The governor of the Central Bank of Nigeria expressed delight with the degree of interest in agriculture and the sector’s great influence over the previous six years. Without the foresight to restructure agriculture, he wondered how the country would have managed with the growing costs of food and other products around the world.
Emefiele said the central bank had assumed a pivotal role in agriculture since 2015 when President Muhammadu Buhari directed that “we produce what we eat and eat what we produce”. The apex bank had come up with several initiatives aimed towards repositioning the sector with a view to creating employment opportunities as well as growing the Gross Domestic Product (GDP), he said.
Shortly after the assessment of the farm, Emefiele attested to the giant strides already being recorded in the production of maize and cassava and expressed optimism that in the next 12 months, palm produce harvests would have commenced. He acknowledged the significant role played by Edo State Government, under the leadership of Governor Godwin Obaseki, who he said had matched words with action by making sure that arable land was made available to those genuinely interested in agriculture.
He urged other state governors to emulate Edo State’s lead, which had already made accessible almost 70% of the promised arable land.
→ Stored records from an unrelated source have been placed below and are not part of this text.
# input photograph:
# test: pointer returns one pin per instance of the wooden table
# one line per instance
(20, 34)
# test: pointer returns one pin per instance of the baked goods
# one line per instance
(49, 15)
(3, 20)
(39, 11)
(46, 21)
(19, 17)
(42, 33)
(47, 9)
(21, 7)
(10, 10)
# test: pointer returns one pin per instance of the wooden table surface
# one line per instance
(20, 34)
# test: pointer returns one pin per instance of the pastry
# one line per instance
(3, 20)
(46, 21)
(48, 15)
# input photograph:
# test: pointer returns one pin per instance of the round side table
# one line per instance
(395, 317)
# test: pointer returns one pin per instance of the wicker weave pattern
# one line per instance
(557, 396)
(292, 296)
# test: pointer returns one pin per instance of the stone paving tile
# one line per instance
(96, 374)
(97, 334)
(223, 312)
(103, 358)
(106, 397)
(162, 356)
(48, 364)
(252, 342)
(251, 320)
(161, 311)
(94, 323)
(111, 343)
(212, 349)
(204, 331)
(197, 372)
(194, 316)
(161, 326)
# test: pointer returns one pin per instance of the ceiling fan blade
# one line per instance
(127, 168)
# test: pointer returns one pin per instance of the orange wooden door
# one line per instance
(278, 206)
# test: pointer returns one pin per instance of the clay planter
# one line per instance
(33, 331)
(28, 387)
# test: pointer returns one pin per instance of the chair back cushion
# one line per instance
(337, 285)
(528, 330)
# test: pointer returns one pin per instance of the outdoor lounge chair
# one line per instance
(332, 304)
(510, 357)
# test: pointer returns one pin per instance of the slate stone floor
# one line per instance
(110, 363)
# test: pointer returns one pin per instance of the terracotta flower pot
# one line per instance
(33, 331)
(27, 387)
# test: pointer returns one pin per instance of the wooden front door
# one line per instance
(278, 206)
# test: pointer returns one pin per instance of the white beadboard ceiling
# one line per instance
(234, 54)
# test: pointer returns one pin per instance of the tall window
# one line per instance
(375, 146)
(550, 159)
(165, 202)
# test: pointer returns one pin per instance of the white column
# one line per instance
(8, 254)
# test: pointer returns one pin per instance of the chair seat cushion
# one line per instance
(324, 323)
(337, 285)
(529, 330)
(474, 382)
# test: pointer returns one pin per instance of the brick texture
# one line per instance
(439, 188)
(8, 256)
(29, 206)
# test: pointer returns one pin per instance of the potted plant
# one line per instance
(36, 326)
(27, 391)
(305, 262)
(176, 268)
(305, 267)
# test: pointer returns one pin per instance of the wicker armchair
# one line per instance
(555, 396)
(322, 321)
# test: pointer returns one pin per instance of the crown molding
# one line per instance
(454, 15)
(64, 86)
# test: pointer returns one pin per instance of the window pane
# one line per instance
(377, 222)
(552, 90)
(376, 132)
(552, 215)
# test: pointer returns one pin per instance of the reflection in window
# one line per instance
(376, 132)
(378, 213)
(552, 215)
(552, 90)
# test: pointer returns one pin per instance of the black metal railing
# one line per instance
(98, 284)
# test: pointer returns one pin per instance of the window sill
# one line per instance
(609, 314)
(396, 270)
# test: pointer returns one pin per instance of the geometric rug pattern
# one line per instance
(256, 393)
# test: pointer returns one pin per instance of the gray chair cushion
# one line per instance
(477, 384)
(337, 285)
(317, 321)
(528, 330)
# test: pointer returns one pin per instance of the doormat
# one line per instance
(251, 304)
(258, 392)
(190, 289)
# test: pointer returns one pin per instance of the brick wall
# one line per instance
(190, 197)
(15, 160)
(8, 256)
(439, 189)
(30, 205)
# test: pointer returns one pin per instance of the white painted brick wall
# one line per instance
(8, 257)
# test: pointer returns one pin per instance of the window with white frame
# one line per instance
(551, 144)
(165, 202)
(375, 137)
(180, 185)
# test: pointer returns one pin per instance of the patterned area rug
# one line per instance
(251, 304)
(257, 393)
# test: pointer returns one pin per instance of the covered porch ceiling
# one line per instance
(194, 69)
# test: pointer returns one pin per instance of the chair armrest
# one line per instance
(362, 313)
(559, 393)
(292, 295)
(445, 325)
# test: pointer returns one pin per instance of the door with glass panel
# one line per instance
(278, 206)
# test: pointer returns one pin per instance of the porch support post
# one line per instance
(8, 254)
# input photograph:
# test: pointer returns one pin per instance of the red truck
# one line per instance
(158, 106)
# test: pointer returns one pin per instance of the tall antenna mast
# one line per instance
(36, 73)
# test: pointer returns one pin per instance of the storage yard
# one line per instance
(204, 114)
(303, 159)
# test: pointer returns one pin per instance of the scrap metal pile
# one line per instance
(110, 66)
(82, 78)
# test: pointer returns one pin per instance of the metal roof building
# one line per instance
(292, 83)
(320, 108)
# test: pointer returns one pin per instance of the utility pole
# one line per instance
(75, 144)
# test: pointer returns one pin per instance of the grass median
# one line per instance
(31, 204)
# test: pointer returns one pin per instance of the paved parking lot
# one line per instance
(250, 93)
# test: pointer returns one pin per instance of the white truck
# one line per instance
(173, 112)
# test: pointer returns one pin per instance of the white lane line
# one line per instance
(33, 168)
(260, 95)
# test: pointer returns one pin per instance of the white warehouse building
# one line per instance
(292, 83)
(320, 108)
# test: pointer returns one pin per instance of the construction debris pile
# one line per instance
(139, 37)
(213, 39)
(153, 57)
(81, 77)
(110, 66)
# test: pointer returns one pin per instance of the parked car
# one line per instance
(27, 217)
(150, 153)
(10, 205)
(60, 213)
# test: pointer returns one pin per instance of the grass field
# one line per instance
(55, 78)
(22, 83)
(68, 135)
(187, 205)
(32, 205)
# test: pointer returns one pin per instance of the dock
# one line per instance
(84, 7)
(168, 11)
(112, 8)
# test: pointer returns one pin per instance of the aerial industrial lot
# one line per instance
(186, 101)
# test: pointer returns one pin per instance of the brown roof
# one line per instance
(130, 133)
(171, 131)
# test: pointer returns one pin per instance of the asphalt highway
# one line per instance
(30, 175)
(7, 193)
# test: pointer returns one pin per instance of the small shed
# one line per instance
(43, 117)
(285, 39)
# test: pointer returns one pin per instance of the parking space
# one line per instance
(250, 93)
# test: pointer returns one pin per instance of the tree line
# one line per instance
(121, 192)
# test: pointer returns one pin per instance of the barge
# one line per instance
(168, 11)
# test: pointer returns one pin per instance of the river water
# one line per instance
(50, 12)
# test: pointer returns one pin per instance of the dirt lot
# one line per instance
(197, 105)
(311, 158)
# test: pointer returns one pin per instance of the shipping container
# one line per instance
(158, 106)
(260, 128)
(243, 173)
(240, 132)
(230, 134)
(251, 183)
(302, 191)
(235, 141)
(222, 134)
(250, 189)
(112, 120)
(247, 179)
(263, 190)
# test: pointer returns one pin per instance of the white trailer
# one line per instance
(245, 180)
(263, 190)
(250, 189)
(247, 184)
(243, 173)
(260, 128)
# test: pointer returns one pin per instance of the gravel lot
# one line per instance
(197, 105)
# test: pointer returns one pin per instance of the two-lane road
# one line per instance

Emefiele described the Anchor Borrowers’ Programme (ABP), among other CBN measures, as having revolutionized agricultural practice by allowing smallholder farmers who previously could not approach commercial banks for loans to do so. Farmers are now being given credit in the form of inputs such as seedlings, fertilizer, and herbicides, he added.
He said that smallholder farmers could now plant and produce enough food for their families, as well as easily sell their goods to repay their loans.
Emefiele also commended the efforts of the promoting company, Agri-Allied Resources and Processing Limited, and its parent company, Tolaram Limited, for heeding the clarion by the CBN to source their critical raw materials locally. He pointed out that the company had painstakingly embraced the backward integration principle by acquiring farmland, measuring about 18,000 hectares, for the cultivation of oil palm, cassava, and maize – the critical raw materials used by the group.
Earlier, Managing Director of Agri-Allaied Resources, Mr. Madhukar Khetan, said the company had so far accessed a 10-year loan in the sum of N15 billion at a single-digit interest rate with a two-year moratorium, under the Commercial Agricultural Credit Scheme (CACS), for the project.
The farm currently has a workforce of about 1,000.